Organisme de quarantaine avec annonce obligatoire
Signalement et conduite à tenir
En cas d’observation de Scarabée japonais (Popillia japonica) :
- Vérifiez que toutes les caractéristiques physiques correspondent au scarabée japonais
- Assurez-vous qu’il ne s’agit pas d’un autre hanneton (des confusions sont possibles)
- Si possible, prenez une photo claire de l’insecte et notez l’endroit précis et la date de la découverte
- En cas de capture, ne le relâchez surtout pas : placez-le au congélateur
- Remplissez le formulaire de signalement via le document suivant : Formulaire de signalement
- Indiquez-nous un moyen de contact (téléphone et/ou courriel)

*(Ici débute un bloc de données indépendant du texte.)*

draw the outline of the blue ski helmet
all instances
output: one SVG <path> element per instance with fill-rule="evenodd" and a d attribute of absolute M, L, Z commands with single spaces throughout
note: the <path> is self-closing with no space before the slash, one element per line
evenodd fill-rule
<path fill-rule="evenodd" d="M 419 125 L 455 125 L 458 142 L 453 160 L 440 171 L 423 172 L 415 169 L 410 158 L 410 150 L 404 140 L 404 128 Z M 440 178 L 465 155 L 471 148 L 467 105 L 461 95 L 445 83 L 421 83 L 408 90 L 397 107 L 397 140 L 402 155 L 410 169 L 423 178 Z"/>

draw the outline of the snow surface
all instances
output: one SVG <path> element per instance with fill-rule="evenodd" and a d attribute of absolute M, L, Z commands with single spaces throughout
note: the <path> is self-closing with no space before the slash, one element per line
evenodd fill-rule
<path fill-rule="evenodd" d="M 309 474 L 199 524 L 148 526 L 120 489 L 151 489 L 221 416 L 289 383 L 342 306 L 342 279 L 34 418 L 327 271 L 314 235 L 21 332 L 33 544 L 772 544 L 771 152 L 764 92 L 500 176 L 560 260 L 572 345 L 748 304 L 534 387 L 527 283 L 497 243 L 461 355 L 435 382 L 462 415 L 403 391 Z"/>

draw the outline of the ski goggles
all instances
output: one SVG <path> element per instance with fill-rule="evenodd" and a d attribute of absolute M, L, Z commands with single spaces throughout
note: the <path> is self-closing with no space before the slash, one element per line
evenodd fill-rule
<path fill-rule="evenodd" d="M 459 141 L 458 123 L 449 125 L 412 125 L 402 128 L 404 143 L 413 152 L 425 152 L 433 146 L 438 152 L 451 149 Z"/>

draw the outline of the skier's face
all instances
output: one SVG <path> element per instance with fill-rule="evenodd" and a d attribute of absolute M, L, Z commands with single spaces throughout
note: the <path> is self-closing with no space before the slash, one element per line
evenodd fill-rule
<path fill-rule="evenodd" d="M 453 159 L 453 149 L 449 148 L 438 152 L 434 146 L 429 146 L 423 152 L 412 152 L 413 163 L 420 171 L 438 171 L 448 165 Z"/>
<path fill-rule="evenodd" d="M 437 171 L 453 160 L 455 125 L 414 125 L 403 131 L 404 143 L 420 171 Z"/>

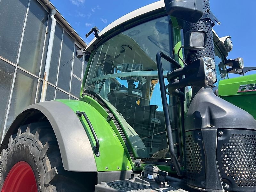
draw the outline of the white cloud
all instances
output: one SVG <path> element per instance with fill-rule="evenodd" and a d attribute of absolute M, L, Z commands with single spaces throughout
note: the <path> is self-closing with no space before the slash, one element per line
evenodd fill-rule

- Informez immédiatement le service phytosanitaire du canton :
- par téléphone : 032 889 37 08
- par courriel : station.phytosanitaire@ne.ch
Identification
Cycle de vie
Sous nos climats, le scarabée japonais vit sur une année.
Au printemps, quand la température dépasse 10°C, les larves de l’année précédente remontent à la surface et mangent les racines. Quelques semaines plus tard, elles se transforment en nymphe, puis en adultes qui apparaissent dès juin. La période de vol dure de juin à septembre. Les coléoptères sont surtout actifs lorsque les températures se situent entre 21 et 35 °C, que le vent est faible et l’humidité de l’air supérieure à 60%.
Les adultes vivent environ 4 à 6 semaines. Pendant ce temps, ils se reproduisent plusieurs fois. Les femelles creusent des trous de 5 à 10 cm pour pondre leurs œufs (3 à 4 à la fois), soit environ 40 à 60 œufs au total dans leur vie. La ponte a lieu dans des sols assez humides. Les œufs éclosent après 10 à 14 jours.
Les jeunes larves commencent aussitôt à se nourrir de racines. Elles passent par trois stades successifs. Quand l’hiver arrive et que les températures baissent, les larves descendent plus profondément dans le sol pour y passer l’hiver.
Dégats occasionnés
Les scarabées sont très polyphages, c’est-à-dire qu’ils se nourrissent de nombreux types de plantes. Ils mangent les feuilles, les fleurs et les fruits de plus de 400 espèces végétales différentes. Ces insectes se rassemblent en groupes pour se nourrir, ce qui peut rapidement laisser certaines plantes complètement dépourvues de feuilles, comme la vigne, dont le scarabée japonais (Popillia japonica) est très friand. Les feuilles endommagées prennent un aspect squelettique suite à leur passage. Ces dommages au feuillage peuvent affecter le rendement et la qualité des fruits.
En Suisse, les plantes les plus touchées sont surtout les arbres fruitiers, comme les pommiers, les pruniers et les abricotiers, ainsi que les vignes, les myrtilles, les mûres, les framboises, les haricots, le houblon, le maïs, les noisetiers, le soja, les roses et les glycines. On peut aussi en trouver sur des arbres comme les tilleuls, les érables, les prunelliers, les ormes et les saules.
Les larves, elles, mangent les racines des graminées. Cela provoque l’apparition de zones d’herbe sèche et brunâtre dans les jardins, ainsi que sur les terrains de football ou de golf.
Mode de dissémination
Le scarabée ne peut voler que sur quelques centaines de mètres. Il ne peut donc pas coloniser facilement de nouvelles zones proches. Cependant, sa propagation rapide s’explique par les différents moyens de transport que nous utilisons : le train, les transports de marchandises, mais surtout les véhicules privés lors des voyages ou des retours de vacances où il peut se cacher.
Ainsi, lorsque vous visitez des zones infestées, il est très important de vérifier qu’aucun scarabée ne se trouve dans votre véhicule, dans vos bagages ou sur vous.
En faisant ces vérifications, vous aidez à limiter la propagation de cet organisme de quarantaine.
Les larves et les œufs peuvent être transportés dans de la terre ou accrochés aux racines des plantes. Certains adultes peuvent aussi se cacher dans la végétation des plantes ornementales.
Actuellement, Popillia japonica est présent en Amérique du Nord, aux Açores, en Italie, en Allemagne et en Suisse. En Suisse, il se trouve dans les cantons du Tessin, du Valais (col du Simplon), de Zurich, de Schwytz et de Bâle (Bâle-Campagne et Bâle-Ville). Dernièrement, il a également été identifié dans les cantons de Genève et de Vaud.